Subraya: “¡Ahí viene la aplanadora! ¡Eso es lo que está en riesgo! Los políticos están corriendo a Morena. Es un partido amorfo, sin ideas, de un solo hombre. Si se transmite a los políticos de México que la única forma de llegar el cargo es vía Morena, se viene la cargada”.

–¿Ve riesgo de mayor deterioro electoral del PAN?

–Sí, claro. Si el PAN sigue como va, el 2 de junio habrá más deterioro. Marko debería llamar a los panistas de mayor rango para que se metan a Puebla. En Puebla está en juego el país. No nos va a perdonar el pueblo de México perder la oportunidad de impulsar a Enrique Cárdenas, que dejemos solo a este hombre. ¡Está solo!
Rodríguez Prats atisba que, pese a la crisis del PAN y de la oposición, en 2021 tendrán una oportunidad: “La gran pregunta es cómo va a llegar Andrés Manuel a 2021; si ya la desaceleración de su personalidad es tal que ya tengamos oportunidad de una elección competida”.

Y aunque no se apruebe la revocación de mandato, añade, “Andrés Manuel va a meterse a la campaña de todos sus diputados y los 13 gobernadores y los presidentes municipales. ¡Tenemos dos años apenas!”.

El estilo AMLO

Con raíces en Chiapas y Veracruz, Rodríguez Prats posee el carácter de los tabasqueños, una mezcla regional semejante a la de López Obrador, formados ambos en el PRI, aunque éste rompió en 1988, seis años antes que él, en 1994, cuando aceptó ser el candidato del PAN a gobernador.

La madre de Rodríguez Prats es pariente de la primera esposa de López Obrador, Rocío Beltrán, y sabía de los ataques a la familia.

“A Rocío le tiraban gatos muertos en el patio y la agredían cuando iba a la escuela por sus hijos. Mi mamá le hablaba para preguntarle si necesitaba algo. ‘No, tía Nena, estoy bien’. Rocío fue muy valiente. Le decía a Andrés Manuel: ‘Tú sigue’.”

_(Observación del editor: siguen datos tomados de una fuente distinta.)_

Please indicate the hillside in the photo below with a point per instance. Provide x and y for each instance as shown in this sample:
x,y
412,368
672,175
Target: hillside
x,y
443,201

Añade: “Eso también lo sentí yo, porque luego me enteré que los periodistas tenían órdenes de fotografiarme con el rostro descompuesto y agresivo. Una vez mi hijo de nueve años me dijo: ‘¡Papá, tú estás loco!’”.

–Así como fotografiaban a López Obrador desde entonces…

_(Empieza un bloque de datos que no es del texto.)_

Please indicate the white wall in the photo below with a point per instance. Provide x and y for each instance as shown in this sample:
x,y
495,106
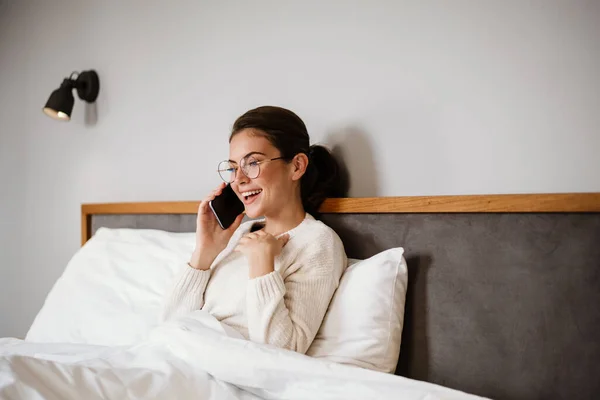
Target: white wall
x,y
422,98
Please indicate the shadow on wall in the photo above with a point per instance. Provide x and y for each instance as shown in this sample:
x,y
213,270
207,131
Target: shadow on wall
x,y
352,148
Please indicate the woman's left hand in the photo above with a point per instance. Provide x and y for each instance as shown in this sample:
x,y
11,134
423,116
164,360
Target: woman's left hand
x,y
261,248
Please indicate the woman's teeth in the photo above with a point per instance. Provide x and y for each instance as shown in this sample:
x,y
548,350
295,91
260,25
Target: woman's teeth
x,y
250,193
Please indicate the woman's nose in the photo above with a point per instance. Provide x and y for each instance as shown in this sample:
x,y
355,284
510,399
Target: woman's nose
x,y
240,177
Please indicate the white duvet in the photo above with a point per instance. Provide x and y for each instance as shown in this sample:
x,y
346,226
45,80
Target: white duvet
x,y
194,357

–Y lo fueron radicalizando, como yo. Mi mujer me decía: “Te estás tornando intolerante”. Sí, vas reaccionando como fiera herida.

Desde hace 40 años Rodríguez Prats supo de López Obrador como delegado del Instituto Nacional Indigenista en Tabasco que disponía de muchos recursos económicos y los entregaba a los indígenas chontales.

“El dinero sobraba. Ahí Andrés Manuel aprendió que entregando dinero se compran voluntades”, dice el panista, quien revela que, como presidente estatal del PRD, en 1991, López Obrador le ofreció una diputación pero él prefirió la del PRI y luego, en 1992, fue nombrado secretario de Gobierno con Manuel Gurría.

Apenas asumió el cargo, buscó a López Obrador para ofrecerle posiciones, que rechazó: “¿Qué posiciones quieres? Vamos pensando. ‘No quiero nada con ustedes’. Y así fue también todo el sexenio de Madrazo”.

Y es que, ante el crecimiento de López Obrador, Carlos Salinas decide quitar de gobernador a Salvador Neme Castillo y sustituirlo por Gurría, político estrechamente ligado a Carlos Hank González.

Dice el panista: “Salinas fue el que vio lo peligroso que era Andrés Manuel y pensó, lo cual es una mentalidad muy frecuente en México, que el que estaba fallando era Neme. Por eso cae Neme. Tabasco se ha gobernado desde 1988 con una pregunta: ‘¿Qué hizo Andrés Manuel ayer?’”.

Un episodio que ilustra la astucia y la manera de negociar de López Obrador es el que sucedió cuando, tras las explosiones de Guadalajara, Pemex ordenó que una marcha que él encabezaba de petroleros despedidos llegara a Veracruz, donde lo recibiría Heberto Castillo.

Cuauhtémoc Santana, hombre de confianza de Francisco Rojas, director de Pemex, llamó a Rodríguez Prats y le dijo: “A como dé lugar tenemos que evitar que la caminata de López Obrador llegue al río Tonalá, ya en Veracruz, donde Heberto va a esperarlo”.

López Obrador se percató de que los enviados de Pemex y del gobierno estatal estaban dispuestos a conceder todo y exigía una cosa tras otra. Y antes de llegar al río Tonalá, cuando todo estaba concedido, el operador de Rodríguez Prats, Raúl Lezama, le habló.

“Me habló llorando: ‘¡Ya nos sacó todo! Nos insultó, nos humilló, y lo peor es que, después de que le dimos todo y se firmó, nos dijo: ‘Nada más le voy a dar un abrazo a Heberto’. ¡No logramos nada! ¡Ese es Andrés Manuel en la negociación!”

Cuando Rodríguez Prats no logró ser senador, en 1994, renuncia al PRI y se acerca al PAN, que lo hace candidato a gobernador ante López Obrador y Madrazo, quien ganó mediante un proceso fraudulento que se probó.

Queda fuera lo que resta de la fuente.